Saturday, January 26, 2008

Minicourse at Univ Bucharest

Update: The room is 220 (second floor) at the University of Mathematics. See you Thursday.

Original post:

On Jan 31 and Feb 1 (Thursday and Friday), I am giving a minicourse at the University of Bucharest. It extends far beyond my own research (rough topic is "geometry in theoretical CS"). I am hoping that it will provide a taste of what modern algorithmic research is like, as well as present some really cool algorithms.

The course begins at 3pm each day. The room will be announced here in a few days.

In good theory tradition, I hope you will also come to a beer on Thursday evening, after the course. Details to be arranged.

The language will be Romanian. See below for announcement:

Titlu: Perspective geometrice in dezvoltarea algoritmilor

Cum ajuta o constructie Cantor pentru cardinalitatea numerelor rationale la obtinerea unor structuri de date eficiente? De ce estimarea normelor in dimensiuni inalte este necesara la optimizarea cautarilor in baze de date? Cum pot progrese in intelegerea geometriilor ne-euclidiene sa ajute la constructia microprocesoarelor?

Perspectiva geometrica s-a dovedit din ce in ce mai utila in progresele recente in dezvoltarea algoritmilor. In acest curs, vom discuta cateva idei matematice reprezentative, si cativa algoritmi frumosi care se obtin.

Cursul este la nivel introductor si speram ca va contine idei interesante si pentru informaticieni care urasca matematica si pentru matematicieni care urasc informatica.


Alexandru said...

I've managed to come to you first conference and it was very nice (including math part).

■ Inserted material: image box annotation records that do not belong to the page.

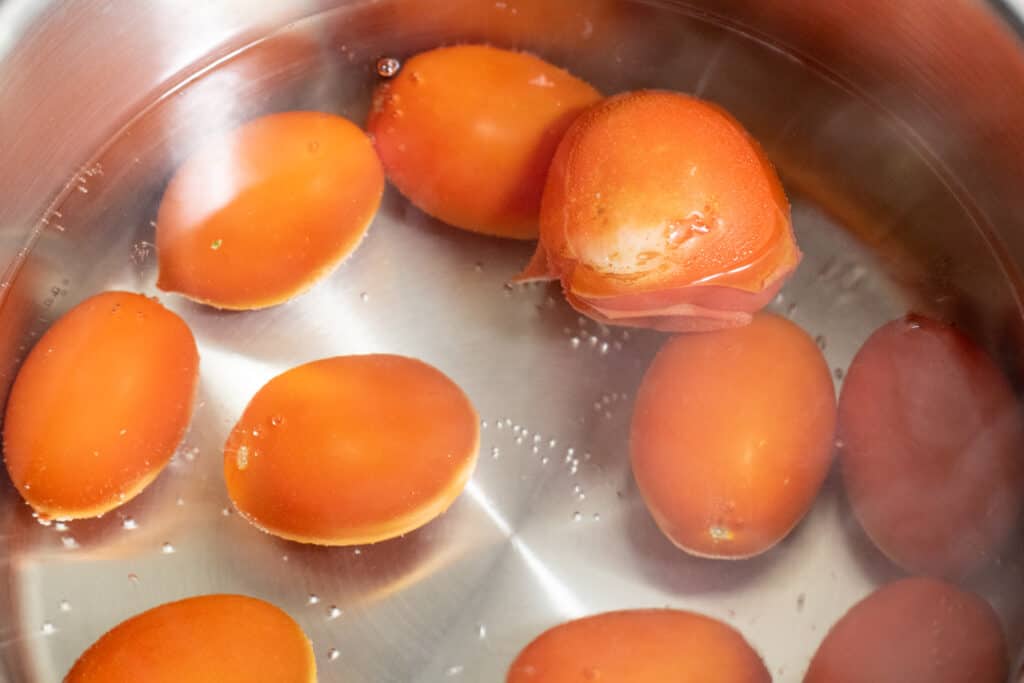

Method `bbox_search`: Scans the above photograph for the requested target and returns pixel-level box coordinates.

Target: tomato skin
[630,313,836,558]
[804,578,1008,683]
[157,112,384,309]
[521,90,800,332]
[367,45,601,240]
[224,354,479,546]
[65,595,316,683]
[506,609,771,683]
[3,292,199,519]
[839,315,1024,579]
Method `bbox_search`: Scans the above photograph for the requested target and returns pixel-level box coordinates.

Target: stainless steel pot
[0,0,1024,683]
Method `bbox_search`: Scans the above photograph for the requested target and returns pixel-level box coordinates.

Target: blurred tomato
[367,45,601,240]
[839,315,1024,578]
[506,609,771,683]
[804,579,1007,683]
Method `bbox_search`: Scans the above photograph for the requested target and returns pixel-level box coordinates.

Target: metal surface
[0,0,1024,683]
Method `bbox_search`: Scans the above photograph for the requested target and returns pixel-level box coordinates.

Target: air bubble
[377,57,401,78]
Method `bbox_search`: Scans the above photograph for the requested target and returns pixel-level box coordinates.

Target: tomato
[804,578,1008,683]
[367,45,600,240]
[224,354,479,546]
[65,595,316,683]
[3,292,199,519]
[506,609,771,683]
[631,314,836,558]
[157,112,384,309]
[520,90,800,332]
[839,315,1024,578]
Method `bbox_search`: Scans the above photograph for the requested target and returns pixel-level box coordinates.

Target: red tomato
[839,315,1024,578]
[506,609,771,683]
[367,45,601,240]
[631,314,836,558]
[804,579,1008,683]
[3,292,199,519]
[521,90,800,331]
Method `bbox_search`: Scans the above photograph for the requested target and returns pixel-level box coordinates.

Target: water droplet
[377,57,401,78]
[234,445,249,470]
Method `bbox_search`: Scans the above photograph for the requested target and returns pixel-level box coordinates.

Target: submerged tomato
[224,354,479,546]
[804,579,1007,683]
[506,609,771,683]
[520,90,800,332]
[3,292,199,519]
[631,314,836,558]
[367,45,601,239]
[839,315,1024,578]
[65,595,316,683]
[157,112,384,309]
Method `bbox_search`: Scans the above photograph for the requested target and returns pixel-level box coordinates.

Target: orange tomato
[367,45,601,240]
[804,579,1008,683]
[224,354,479,546]
[631,314,836,558]
[839,315,1024,578]
[3,292,199,519]
[65,595,316,683]
[506,609,771,683]
[157,112,384,309]
[520,90,800,332]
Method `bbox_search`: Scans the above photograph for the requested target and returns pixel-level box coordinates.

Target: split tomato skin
[804,578,1009,683]
[520,90,801,332]
[839,315,1024,580]
[367,45,601,240]
[630,313,836,559]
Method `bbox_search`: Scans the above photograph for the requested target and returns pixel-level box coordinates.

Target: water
[0,1,1024,683]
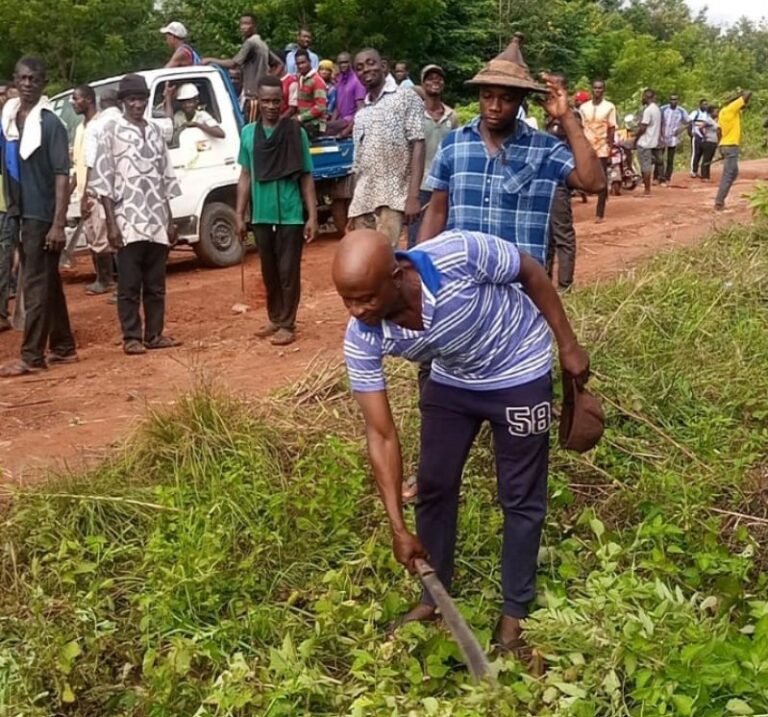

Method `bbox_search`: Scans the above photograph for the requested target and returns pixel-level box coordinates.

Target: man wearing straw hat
[419,33,606,265]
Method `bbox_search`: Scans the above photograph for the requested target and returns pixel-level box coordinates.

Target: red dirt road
[0,160,768,483]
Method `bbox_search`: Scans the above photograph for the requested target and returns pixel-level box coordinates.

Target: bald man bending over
[333,230,589,656]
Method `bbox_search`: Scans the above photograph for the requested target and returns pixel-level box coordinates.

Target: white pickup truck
[51,65,353,266]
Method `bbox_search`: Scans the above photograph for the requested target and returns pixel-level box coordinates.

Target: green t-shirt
[237,124,312,224]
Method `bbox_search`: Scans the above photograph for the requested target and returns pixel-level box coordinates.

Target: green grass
[0,228,768,717]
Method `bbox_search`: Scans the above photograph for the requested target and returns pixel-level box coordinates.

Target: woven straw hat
[467,32,548,92]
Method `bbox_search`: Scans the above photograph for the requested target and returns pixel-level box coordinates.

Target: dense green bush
[0,229,768,717]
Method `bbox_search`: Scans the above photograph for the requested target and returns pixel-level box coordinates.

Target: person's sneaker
[270,329,296,346]
[46,351,79,366]
[85,281,114,296]
[254,321,280,339]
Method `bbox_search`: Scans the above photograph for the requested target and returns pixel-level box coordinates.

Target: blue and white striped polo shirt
[344,230,552,391]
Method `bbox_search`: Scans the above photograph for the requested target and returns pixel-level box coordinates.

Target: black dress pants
[19,219,75,367]
[117,241,168,343]
[253,224,304,331]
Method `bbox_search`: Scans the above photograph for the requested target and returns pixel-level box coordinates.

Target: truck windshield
[51,82,118,147]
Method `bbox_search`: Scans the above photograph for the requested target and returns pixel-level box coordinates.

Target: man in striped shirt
[333,230,589,650]
[295,49,328,139]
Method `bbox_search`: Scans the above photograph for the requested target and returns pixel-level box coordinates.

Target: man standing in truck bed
[203,12,280,99]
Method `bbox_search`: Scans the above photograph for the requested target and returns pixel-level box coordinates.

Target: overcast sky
[686,0,768,25]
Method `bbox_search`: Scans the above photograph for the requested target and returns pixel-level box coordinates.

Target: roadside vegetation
[0,221,768,717]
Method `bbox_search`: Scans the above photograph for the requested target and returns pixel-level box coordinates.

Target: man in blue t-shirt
[333,230,589,651]
[0,57,77,377]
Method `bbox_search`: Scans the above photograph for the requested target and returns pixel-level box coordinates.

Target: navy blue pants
[416,375,552,617]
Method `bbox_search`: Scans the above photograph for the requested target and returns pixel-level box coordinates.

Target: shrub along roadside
[0,229,768,717]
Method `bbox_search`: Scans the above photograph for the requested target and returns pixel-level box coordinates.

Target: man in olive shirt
[236,75,317,346]
[0,57,77,376]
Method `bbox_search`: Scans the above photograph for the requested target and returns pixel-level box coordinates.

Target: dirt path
[0,160,768,483]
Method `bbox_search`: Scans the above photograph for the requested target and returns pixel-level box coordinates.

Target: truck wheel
[194,202,244,267]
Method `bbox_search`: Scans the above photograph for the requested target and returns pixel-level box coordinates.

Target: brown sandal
[493,628,546,677]
[123,339,147,356]
[0,361,48,378]
[144,336,181,350]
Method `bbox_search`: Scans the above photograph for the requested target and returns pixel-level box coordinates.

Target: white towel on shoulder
[2,95,51,159]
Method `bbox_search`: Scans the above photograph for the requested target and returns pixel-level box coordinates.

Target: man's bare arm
[355,391,426,570]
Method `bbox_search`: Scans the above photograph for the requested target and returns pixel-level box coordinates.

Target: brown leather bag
[560,372,605,453]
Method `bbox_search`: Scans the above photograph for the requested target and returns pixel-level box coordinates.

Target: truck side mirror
[153,117,173,144]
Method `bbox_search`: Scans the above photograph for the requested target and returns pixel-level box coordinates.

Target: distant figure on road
[635,89,661,197]
[546,93,581,294]
[715,92,752,211]
[699,105,722,182]
[688,98,710,179]
[658,94,691,184]
[160,22,201,67]
[408,65,459,249]
[577,79,617,223]
[393,60,413,88]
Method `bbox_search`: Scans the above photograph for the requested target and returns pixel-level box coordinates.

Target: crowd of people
[0,9,750,651]
[0,13,751,366]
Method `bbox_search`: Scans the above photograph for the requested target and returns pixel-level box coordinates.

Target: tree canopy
[0,0,768,110]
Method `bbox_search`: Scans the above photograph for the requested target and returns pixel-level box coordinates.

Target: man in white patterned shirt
[333,230,589,654]
[347,49,424,246]
[89,75,181,355]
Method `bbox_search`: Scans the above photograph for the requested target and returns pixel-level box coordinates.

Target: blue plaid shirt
[426,117,576,264]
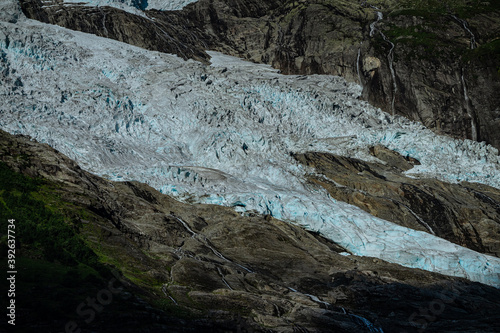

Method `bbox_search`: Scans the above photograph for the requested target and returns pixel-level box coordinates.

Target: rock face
[0,132,500,332]
[21,0,209,62]
[21,0,500,148]
[295,146,500,256]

I have a question about predecessor search. I'm looking for an algorithm with better time complexity than binary search, but with memory consumption less than 2N (condition satisfied by binary search but not by van Emde Boas data structure). Do you know any?

Mihai said...

Thanks, alexandru! In fact, predecessor search is a decomposable problem, and the space can be reduced easily for any data structure. You take an arbitrary (high-space) data structure, you build it for O(n/lg n) of the elements, and then solve the subproblems (which have size lg n) by a simple binary search.